The facility failed to maintain a comprehensive infection prevention and control program, specifically in managing the risk of Legionella bacteria in its water systems. The facility's policy on 'Legionella Prevention' was found lacking as it did not include measures to prevent microbial growth throughout the facility. The facility did not implement control measures for Legionella for eleven out of twelve months, from February 2024 through January 2025. The facility's water management plan was incomplete, missing specific testing protocols, acceptable ranges for control measures, and a description of the water system using a flow diagram. Additionally, there was no log for monitoring chlorine concentration levels in the water, which are crucial for controlling Legionella growth. The report also identified a failure to implement transmission-based precautions for a resident diagnosed with shingles. The resident, who had been admitted to the facility with conditions including anemia, Alzheimer's Disease, hyperlipidemia, and multiple pressure ulcers, was not placed in the necessary contact precautions for shingles. The facility's records lacked documentation of Enhanced Barrier Precautions (EBP) for the resident's wounds and indwelling medical devices, which are critical for preventing the spread of infections. Interviews with facility staff revealed a lack of clarity and communication regarding the implementation of isolation precautions. The Infection Preventionist confirmed that there was no documentation in the resident's care plan to reflect the necessary precautions for shingles, nor were EBPs implemented for the resident's wounds and medical devices. This oversight indicates a significant gap in the facility's infection control practices, as required by regulatory standards.

Plan Of Correction

Water lines were tested on January 29, 2025. Chlorine was at appropriate levels. Facility maintenance will enact a monthly water test on water lines to ensure correct levels of chlorine are present. The water management manual was updated to include water testing. All maintenance staff will be educated on the process and testing by the Director of Maintenance or designee. The Director of Maintenance or designee will perform monthly testing to ensure proper levels of chlorine are present in the water supply lines.
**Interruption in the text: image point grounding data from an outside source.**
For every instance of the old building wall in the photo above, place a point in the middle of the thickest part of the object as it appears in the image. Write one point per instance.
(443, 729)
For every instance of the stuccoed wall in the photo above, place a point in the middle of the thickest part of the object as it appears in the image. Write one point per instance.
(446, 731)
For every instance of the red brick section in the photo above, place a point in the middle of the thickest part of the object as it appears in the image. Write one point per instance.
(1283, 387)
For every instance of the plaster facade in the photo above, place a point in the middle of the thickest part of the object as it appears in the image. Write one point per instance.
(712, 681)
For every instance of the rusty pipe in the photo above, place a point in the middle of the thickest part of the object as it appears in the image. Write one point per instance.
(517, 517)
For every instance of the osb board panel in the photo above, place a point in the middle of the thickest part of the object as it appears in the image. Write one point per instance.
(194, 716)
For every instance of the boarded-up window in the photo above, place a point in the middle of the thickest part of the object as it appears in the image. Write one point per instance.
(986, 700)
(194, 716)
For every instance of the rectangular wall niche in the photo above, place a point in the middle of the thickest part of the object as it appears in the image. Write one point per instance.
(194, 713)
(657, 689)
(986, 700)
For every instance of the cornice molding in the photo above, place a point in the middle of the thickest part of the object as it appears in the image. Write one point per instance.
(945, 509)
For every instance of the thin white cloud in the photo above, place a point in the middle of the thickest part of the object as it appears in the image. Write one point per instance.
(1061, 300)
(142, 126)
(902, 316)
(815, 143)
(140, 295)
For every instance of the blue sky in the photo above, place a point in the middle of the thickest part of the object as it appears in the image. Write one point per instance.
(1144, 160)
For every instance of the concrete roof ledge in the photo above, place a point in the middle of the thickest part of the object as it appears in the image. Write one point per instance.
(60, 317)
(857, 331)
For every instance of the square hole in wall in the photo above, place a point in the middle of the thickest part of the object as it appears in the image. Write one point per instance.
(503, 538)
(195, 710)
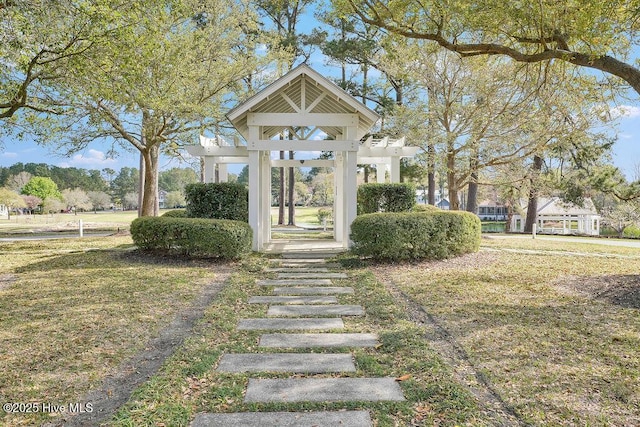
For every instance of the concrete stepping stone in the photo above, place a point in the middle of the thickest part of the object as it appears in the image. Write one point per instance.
(287, 362)
(323, 390)
(293, 299)
(305, 263)
(315, 310)
(285, 419)
(318, 275)
(317, 340)
(309, 255)
(312, 290)
(290, 324)
(283, 282)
A QAPI will be started and verified by the Director of Maintenance or designee; all results will be reported to the QA committee. Resident R36's plan of care was updated to reflect the enhanced barrier precautions that were in place for the resident, and a physician order was obtained for Enhanced Barrier Precautions. All resident care plans and physician orders were checked to ensure that enhanced barrier precautions were present where necessary. Education was provided by the Director of Nursing on updating the care plan and physician orders when enhanced barrier precautions are put into place. The Director of Nursing or designee will complete an audit to ensure care plans and orders are updated with enhanced barrier precautions, weekly for one month, bi-weekly for one month, and monthly thereafter. All results will be reported to the QA committee.